Dutch jigsaw puzzle and game company

Jumbo Games is a Dutch founded jigsaw puzzle and games company which was established in 1853 and is owned by M&R de Monchy N.V. Jumbo Games produce and manufacture all of their jigsaw puzzles and cardboard based games in their own factory that is based in the Netherlands. The Jumbo head office is located in the Netherlands and there are also offices in the UK, Germany and Belgium.

Previous to being known as Jumbo Games in the UK, the company was called Falcon Games and this was the brand name given to its range of adult puzzles. Falcon was established in 1976 and Jumbo is often still referred to by the Falcon brand name in the UK.

==History==

The origins of the firm can be traced to the Hausemann & Hotte partnership in the mid-nineteenth century between the Amsterdam department store owner Engelbert Hausemann, a German, and Wilhelm Hotte, who together imported games and puzzles into the Netherlands.

After the First World War, Hausemann & Hotte expanded their range of toys and games.
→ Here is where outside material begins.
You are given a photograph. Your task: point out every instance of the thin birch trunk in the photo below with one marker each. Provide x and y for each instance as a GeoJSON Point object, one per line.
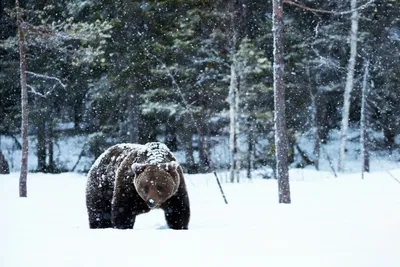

This included the Meccano metal construction kits, Continental Caoutchouc rubber balls, dolls’ prams by Heinrichmaier & Wunsch, ‘Jutta’ dolls by Dressel, Emata slates, Hohner mouth organs, cars and figurines by Lehmann and Spears games.

During the inter-war years, Hausemann & Hotte commissioned wooden toys by the Mauritz en Ball company of Zeist. These toys had to be made to be strong enough "that a wooden elephant could stand on them". These toys were sold under the Jumbo brand name. This was the birth of the elephant brand.

After the Second World War, production was difficult and imports had ceased. Hausemann & Hotte began to have their own games made by local manufacturers with readily available sturdy cardboard. The elephant as a symbol of the products’ strength continued to be used.

In 1950 Hausemann & Hotte created De Netherlandse Spellenfabriek B.V. (NSF for short), their own cardboard factory, in order to break their dependence on other manufacturers and assure optimum quality. As the decade progressed, the firm introduced the game Electro, puzzles, and the classic board game Stratego, which was launched in America, with great success. It was made in America under license for Hausemann & Hotte by Milton Bradley.

This American link continued when Hausemann & Hotte brought the Barbie doll to the Netherlands.

From 1967, as the market for games was experiencing massive growth, Hausemann & Hotte ceased all imports and concentrated exclusively on its own brand, Jumbo. After this time both warehouse and production relocated to Wognum. That same year, with the introduction of television advertising in the Netherlands, the company used the slogan "meer dan "honderd spelen" voor iedere lijftijd" (over "a hundred games" for every age).

In 1980 Jan van Haasteren started drawing jigsaw puzzles for Jumbo. Forty percent of all puzzles made by Jumbo are now Jan van Haasteren puzzles. In 1997 the quirky Wasgij jigsaw puzzle was introduced. Wasgij is jigsaw spelled backward. Wasgij is drawn by a group of artists including Graham Thompson, who has been producing puzzles for Jumbo for many years.

==Games produced==

Jumbo Games’ adult portfolio consists of Wasgij jigsaw puzzles, Falcon de luxe, Jan van Haasteren, Things we Love to Hate, Coronation Street, Carry On, Targui, City, and many more.

The Children's puzzles and games licenses consist of Peppa Pig, Everything's Rosie, the Little Kingdom, Fireman Sam, Disney, and many more.